Exhale as you walk your hands forward on the mat, coming out to your edge. This might be on the elbows, with the arms extended all the way out or right where you started. Hold this pose for one minute. Remember to breath! Switch sides.
This pose is a rotation of the spine combined with an intense hip flexor stretch on the straight leg and a deep stretch of the outer hip of the bent leg.
Stand in Mountain pose with your feet together. Lunge your right foot forward and make sure that your right knee is directly over your right ankle so that your right shin is perpendicular to the ground. Balancing on the ball of the left foot, press the left leg straight. Draw your hands together at your heart, twist from the waist and hook the left triceps on the outside of your right thigh, rotating to gaze up over your right shoulder. Make sure to keep your spine long and chest lifted off of our thigh. Keep pressing the palms together. Hold for 30 seconds and repeat on other side.
This pose is excellent for opening up tight hamstrings, the illiotibial bands and promotes balance.
Stand in Mountain pose with your feet together. Step your left foot back about three feet and angle the back foot out slightly. Keep both hips facing front, squaring the hips. Draw your hands behind your back, bending the arms and clasping the elbows. Inhale as you look up, opening the chest, exhale, hinging from the hips, keeping your spine long as you fold forward over your straight right leg. To modify, slightly bend the front leg, working toward straight. Hold for 30 seconds and repeat on second side.

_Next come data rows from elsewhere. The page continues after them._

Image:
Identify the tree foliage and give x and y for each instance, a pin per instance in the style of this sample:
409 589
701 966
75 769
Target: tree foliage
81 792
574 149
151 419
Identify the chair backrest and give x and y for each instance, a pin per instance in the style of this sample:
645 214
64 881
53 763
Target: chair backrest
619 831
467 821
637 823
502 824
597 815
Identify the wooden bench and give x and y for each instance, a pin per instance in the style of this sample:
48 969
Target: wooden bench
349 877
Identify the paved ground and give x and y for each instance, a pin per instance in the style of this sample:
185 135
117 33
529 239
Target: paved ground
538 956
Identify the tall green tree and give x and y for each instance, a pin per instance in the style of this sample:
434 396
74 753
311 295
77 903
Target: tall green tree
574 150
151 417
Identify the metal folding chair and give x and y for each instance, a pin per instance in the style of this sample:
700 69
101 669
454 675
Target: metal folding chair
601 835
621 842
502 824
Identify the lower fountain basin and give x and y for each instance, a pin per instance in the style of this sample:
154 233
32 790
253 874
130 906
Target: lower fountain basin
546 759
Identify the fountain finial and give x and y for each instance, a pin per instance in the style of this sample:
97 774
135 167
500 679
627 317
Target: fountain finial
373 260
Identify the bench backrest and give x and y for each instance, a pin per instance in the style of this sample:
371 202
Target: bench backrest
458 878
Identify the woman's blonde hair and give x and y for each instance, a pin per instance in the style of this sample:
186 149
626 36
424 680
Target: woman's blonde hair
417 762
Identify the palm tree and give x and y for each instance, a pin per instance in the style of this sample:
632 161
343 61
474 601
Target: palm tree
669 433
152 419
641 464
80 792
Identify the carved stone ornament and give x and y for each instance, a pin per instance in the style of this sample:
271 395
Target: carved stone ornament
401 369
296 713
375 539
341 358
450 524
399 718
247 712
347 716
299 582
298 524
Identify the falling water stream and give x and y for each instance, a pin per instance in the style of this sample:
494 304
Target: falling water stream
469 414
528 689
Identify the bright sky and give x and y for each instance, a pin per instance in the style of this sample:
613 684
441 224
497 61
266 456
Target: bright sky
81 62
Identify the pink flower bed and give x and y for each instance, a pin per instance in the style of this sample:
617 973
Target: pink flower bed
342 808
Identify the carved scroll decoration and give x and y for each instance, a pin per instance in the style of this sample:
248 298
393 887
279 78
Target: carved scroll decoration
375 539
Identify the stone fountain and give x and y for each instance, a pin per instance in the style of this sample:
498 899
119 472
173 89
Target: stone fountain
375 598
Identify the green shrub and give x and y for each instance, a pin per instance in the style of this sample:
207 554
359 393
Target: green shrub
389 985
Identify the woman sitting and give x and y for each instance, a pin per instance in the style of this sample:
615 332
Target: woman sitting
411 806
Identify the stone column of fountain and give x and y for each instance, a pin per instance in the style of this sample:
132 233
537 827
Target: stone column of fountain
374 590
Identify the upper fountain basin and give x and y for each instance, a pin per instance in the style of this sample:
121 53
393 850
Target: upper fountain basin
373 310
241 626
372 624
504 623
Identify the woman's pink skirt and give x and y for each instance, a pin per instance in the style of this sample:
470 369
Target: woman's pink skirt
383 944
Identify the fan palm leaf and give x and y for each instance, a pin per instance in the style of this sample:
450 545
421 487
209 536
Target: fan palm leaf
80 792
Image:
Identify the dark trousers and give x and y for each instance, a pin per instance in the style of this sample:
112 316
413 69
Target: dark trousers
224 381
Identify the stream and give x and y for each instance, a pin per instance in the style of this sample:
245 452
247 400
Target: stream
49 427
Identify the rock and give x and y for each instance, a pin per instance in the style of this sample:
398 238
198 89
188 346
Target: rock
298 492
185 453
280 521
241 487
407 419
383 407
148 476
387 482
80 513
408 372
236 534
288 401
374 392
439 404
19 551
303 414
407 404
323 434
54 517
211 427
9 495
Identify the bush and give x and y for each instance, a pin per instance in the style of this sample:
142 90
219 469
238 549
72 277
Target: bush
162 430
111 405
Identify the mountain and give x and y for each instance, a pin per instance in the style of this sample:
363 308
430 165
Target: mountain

Claire Petretti-Marti has been practicing, studying, and teaching yoga since 1999. Like many fitness enthusiasts, she was initially drawn to yoga for its physical benefits of strength, balance, and flexibility. Once Claire realized that serenity, peace of mind, and a general sense of happiness were predominant results of the practice, she was hooked.
A RYT-500 Yoga Alliance instructor, Claire teaches a dynamic vinyasa flow with the intention of creating a moving meditation. She encourages students to find the lightness and the joy in their own practice, both on and off the mat. She is a certified Pilates instructor, a Reiki Level 2 Practitioner and also holds a NASM-certification for personal training. She has significant experience with spinal injuries and frequently works with students recuperating from injuries. She leads international yoga retreats every year. Mind-body fitness is her passion.